インタビュー記事:オランダから長野への移住!どうセルフ・コンパッションを日常で用いているか
セルフ・コンパッションを実践するなかで、オランダから長野への移住を決断されたMSC講師の竹内さん一家。今回は、その顛末をインタビューすることで、セルフ・コンパッションがどう決断にいかされているかについてみていきたいと思います。
なぜ移住を決めたのか?
Q:なぜ、オランダから長野へ移住してみようと思われたのですか?その決断は、セルフ・コンパッションの実践は、どのように影響をあたえましたか?
最近、オランダから長野県に家族でUターンされているということですが、理由を教えてください。

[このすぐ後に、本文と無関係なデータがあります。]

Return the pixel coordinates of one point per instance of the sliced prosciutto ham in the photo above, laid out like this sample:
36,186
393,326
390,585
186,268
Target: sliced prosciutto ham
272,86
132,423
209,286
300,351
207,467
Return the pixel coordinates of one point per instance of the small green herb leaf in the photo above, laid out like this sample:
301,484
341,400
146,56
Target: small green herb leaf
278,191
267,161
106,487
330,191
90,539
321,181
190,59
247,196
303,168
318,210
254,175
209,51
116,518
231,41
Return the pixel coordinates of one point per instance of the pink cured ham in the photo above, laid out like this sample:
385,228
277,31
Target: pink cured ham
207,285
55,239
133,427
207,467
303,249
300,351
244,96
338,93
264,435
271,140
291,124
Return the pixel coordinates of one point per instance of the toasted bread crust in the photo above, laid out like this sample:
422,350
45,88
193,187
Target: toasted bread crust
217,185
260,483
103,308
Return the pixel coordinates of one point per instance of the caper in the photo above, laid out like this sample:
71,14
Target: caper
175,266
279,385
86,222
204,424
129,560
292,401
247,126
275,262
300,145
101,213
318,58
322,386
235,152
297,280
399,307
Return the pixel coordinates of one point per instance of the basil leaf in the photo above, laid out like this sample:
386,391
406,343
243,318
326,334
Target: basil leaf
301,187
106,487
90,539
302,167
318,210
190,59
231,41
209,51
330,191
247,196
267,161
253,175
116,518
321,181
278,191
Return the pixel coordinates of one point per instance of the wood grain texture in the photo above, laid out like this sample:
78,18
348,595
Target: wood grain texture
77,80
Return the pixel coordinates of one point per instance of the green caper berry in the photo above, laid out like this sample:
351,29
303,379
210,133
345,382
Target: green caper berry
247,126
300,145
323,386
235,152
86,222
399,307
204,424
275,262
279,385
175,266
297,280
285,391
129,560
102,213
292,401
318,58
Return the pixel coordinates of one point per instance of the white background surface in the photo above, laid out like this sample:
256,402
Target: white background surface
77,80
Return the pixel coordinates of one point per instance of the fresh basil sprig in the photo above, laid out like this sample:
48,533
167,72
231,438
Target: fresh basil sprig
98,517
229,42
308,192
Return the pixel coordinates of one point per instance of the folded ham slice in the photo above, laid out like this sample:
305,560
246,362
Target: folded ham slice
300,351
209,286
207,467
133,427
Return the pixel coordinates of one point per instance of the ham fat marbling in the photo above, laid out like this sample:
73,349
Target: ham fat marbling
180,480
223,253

A:2022年の頭に、山村留学のことを知り、自然豊かな場所で暮らしてみたい、子供達にも良い経験になるのではと思い、山村留学をする予定で2023年7月に帰国しました。
しかし、いざ来てみると、様々な要因が重なり山村留学をする予定だった村に、家族で住める居が無くなってしまいました。転入後直ぐに子供達を保育園に預けて仕事を続ける予定が、住む場所も保育園もなくなってしまいました。

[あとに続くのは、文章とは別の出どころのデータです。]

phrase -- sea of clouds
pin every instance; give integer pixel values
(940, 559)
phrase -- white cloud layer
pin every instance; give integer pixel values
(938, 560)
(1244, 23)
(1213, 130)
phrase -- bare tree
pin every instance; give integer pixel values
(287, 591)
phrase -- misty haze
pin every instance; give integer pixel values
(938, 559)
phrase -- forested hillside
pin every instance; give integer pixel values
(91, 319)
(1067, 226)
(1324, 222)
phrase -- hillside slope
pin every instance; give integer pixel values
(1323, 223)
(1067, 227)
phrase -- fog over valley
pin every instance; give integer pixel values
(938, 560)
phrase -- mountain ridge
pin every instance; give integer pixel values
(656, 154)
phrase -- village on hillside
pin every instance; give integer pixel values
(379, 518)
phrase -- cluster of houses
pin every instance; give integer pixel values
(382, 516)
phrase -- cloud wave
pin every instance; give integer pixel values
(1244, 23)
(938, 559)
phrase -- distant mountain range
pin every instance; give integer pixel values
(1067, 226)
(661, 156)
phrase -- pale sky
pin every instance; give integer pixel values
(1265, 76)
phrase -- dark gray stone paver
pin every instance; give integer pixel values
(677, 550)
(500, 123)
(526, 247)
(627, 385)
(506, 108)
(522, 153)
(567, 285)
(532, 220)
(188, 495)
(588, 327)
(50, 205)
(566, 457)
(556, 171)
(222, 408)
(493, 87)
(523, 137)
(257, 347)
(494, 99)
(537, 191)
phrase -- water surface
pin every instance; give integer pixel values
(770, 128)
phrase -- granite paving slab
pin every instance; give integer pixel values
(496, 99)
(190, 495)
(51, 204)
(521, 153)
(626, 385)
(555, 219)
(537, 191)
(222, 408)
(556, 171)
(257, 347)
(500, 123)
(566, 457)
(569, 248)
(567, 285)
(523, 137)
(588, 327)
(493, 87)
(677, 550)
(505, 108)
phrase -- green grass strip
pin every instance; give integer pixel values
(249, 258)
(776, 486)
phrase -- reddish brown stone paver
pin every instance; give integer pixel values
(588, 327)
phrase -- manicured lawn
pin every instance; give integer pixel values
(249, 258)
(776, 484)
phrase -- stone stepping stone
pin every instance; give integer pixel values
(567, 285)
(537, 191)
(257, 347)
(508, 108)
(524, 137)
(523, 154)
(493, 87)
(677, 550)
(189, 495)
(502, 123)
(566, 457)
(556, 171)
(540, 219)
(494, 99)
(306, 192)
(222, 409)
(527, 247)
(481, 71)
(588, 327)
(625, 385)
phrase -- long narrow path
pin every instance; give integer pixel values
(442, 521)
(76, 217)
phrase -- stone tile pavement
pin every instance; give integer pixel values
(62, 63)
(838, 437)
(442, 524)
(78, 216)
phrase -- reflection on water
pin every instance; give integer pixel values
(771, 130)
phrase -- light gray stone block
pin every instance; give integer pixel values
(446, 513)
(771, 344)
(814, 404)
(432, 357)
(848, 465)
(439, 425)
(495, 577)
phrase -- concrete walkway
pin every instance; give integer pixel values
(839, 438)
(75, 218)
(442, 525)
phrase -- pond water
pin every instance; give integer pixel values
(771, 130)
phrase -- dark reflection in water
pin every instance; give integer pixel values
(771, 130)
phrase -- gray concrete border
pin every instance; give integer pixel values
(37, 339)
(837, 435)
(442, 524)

これが路頭に迷うということなのかと思いながら、手持無沙汰の子供達の相手をし、役所対応から電話契約等、ライフラインを整えることに必死でした。私が真ん中に入り、それぞれの方向にそれぞれの言語で異なったシステムを説明して仲介し、気付けば常に人の対応をしていて、体力もワーキングメモリーも心もパンク寸前でした。

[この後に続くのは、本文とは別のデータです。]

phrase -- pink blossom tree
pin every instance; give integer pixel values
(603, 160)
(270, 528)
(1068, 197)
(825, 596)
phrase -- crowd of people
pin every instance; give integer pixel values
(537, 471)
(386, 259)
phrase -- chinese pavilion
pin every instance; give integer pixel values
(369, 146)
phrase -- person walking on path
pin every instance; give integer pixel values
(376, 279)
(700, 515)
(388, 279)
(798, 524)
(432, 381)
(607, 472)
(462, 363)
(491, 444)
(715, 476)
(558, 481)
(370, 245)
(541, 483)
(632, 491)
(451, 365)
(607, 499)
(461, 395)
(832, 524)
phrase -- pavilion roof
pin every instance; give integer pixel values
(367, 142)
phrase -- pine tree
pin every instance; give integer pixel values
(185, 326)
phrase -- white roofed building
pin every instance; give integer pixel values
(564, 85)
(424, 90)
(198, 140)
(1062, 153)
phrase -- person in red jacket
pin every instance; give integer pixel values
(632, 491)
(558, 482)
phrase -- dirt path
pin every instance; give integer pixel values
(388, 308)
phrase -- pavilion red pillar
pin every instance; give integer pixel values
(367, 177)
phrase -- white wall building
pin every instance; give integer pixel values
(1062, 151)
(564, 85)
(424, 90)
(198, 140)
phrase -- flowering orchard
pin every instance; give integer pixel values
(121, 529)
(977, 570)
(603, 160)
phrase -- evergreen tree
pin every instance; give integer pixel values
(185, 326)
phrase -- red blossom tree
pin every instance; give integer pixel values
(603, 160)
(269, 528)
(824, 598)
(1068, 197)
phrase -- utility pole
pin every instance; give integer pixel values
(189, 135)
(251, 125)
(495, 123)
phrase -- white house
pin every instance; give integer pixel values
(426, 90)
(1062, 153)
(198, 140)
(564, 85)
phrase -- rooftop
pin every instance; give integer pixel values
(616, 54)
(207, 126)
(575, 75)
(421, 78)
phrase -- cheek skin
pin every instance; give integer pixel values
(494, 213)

子育てでは滅多に怒らなかったのに、怒ってばかりで、長男が怖がっているのに気づいては、何をしているんだろうと自己嫌悪に陥っていました。また、夫との会話は全て自分への要求のように思われて、質問をされるだけでもイラっとしていました。
そして、ある日、子供達と夫、解決すべき山だらけの問題を置いて、一人で逃走しました。マッサージに行き、カフェで一人でお茶をして、呼吸を整え、夕方戻りました。セルフ・コンパッションを学ぶ前の私だったら、問題が山積みの状況において、休むなんてあり得ない行動でしたが、今の私には休息が必要であること、そして何より私も休んでも良いことを体験してきたからこそ、取れた行動でした。
本当はもっと休みたかったのが本音ですが、短い休息でも、身体と心は大分休まり、クリアになったワーキングメモリーでまた、山積みの問題に向き合い始めることができました。その後も何回か逃走して、行動としてのセルフ・コンパッションを実践しながら、生活を整えていきました。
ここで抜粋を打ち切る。